Decathlon IT (France) : Certaines équipes informatiques de Decathlon ont adopté l’auto-organisation par cercles, en s’inspirant de Teal et de Sociocratie. L’agilité, combinée à une gouvernance distribuée, a permis d’améliorer significativement les délais de livraison des projets logiciels internes.

Bénéfices concrets et leviers d’adoption

Les résultats observés dans les organisations ayant adopté une gouvernance partagée incluent :

  • Autonomie accrue des équipes : Les décisions sont prises au bon niveau, accélérant la réactivité et l’innovation.
  • Transparence organisationnelle : Chaque rôle est défini publiquement, évitant les incompréhensions sur les responsabilités.
  • Réduction du nombre de réunions : Les réunions sont mieux structurées avec des rôles clairs (facilitateur, secrétaire, time keeper), réduisant les temps morts.
  • Implication renforcée des collaborateurs : Les salariés se sentent plus responsables et engagés dans la mission collective.

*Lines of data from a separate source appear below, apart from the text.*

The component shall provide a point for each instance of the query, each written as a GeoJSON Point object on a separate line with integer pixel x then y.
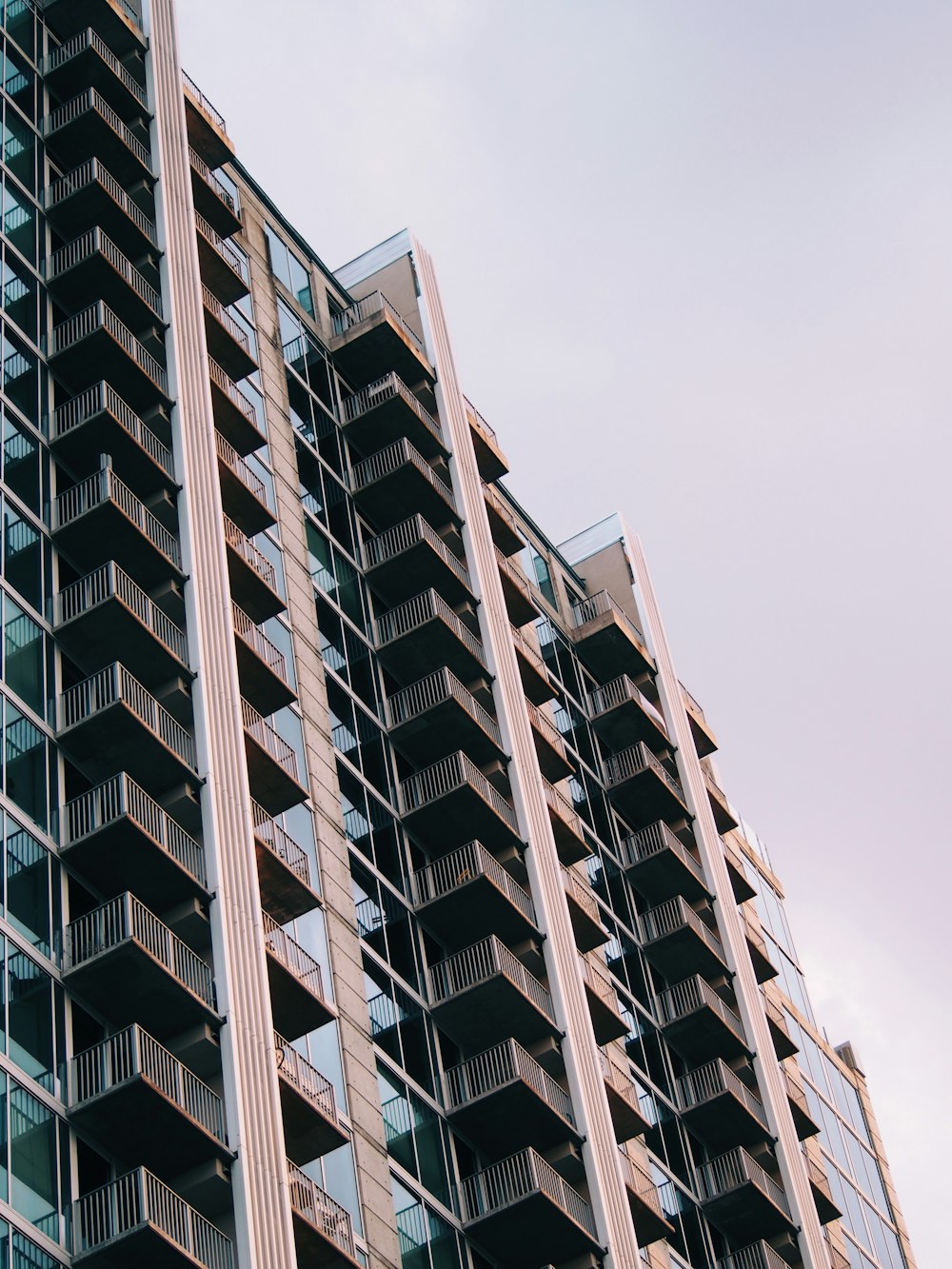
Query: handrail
{"type": "Point", "coordinates": [125, 919]}
{"type": "Point", "coordinates": [441, 685]}
{"type": "Point", "coordinates": [103, 399]}
{"type": "Point", "coordinates": [463, 865]}
{"type": "Point", "coordinates": [376, 302]}
{"type": "Point", "coordinates": [446, 776]}
{"type": "Point", "coordinates": [390, 460]}
{"type": "Point", "coordinates": [417, 612]}
{"type": "Point", "coordinates": [502, 1065]}
{"type": "Point", "coordinates": [133, 1054]}
{"type": "Point", "coordinates": [109, 583]}
{"type": "Point", "coordinates": [118, 797]}
{"type": "Point", "coordinates": [136, 1200]}
{"type": "Point", "coordinates": [516, 1178]}
{"type": "Point", "coordinates": [385, 389]}
{"type": "Point", "coordinates": [113, 685]}
{"type": "Point", "coordinates": [484, 961]}
{"type": "Point", "coordinates": [93, 171]}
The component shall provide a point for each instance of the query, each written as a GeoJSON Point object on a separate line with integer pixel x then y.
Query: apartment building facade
{"type": "Point", "coordinates": [371, 898]}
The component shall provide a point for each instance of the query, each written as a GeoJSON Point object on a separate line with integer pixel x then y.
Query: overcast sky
{"type": "Point", "coordinates": [697, 264]}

Pour favoriser l’adoption de ces pratiques, il est recommandé de :

  • Lancer des expérimentations limitées sur un ou deux cercles pilotes avant de généraliser à toute l’organisation.
  • Partager régulièrement des retours et apprentissages entre équipes.
  • S’assurer de l’alignement du top management, indispensable pour soutenir les évolutions culturelles profondes.
  • Instaurer une posture d’apprentissage permanente : la gouvernance partagée n’est pas un modèle statique, elle évolue avec les besoins de l’organisation.

Conseils pratiques pour réussir la transformation

Voici quelques recommandations basées sur l’expérience d’entreprises et de consultants spécialisés :

  • Éviter de copier-coller un modèle existant : Chaque organisation est unique ; adaptez les principes de la gouvernance partagée à votre culture et contexte.
  • Impliquer les salariés dès le départ : Les co-créateurs du changement sont aussi les garants de sa durabilité.
  • Travailler sur la posture managériale : Le rôle de manager évolue vers celui de coach, facilitateur ou garant du processus.
  • Mesurer l’impact : Mettez en place des indicateurs pour suivre l’efficacité des décisions, le climat social, et la satisfaction des parties prenantes.

L’intégration de la gouvernance partagée est bien plus qu’un simple changement de structure : c’est une reconfiguration profonde de la dynamique collective. En procédant par étapes mesurées et en s’appuyant sur des outils éprouvés, les entreprises peuvent progressivement transformer leur culture vers plus de confiance, de collaboration et de performance durable.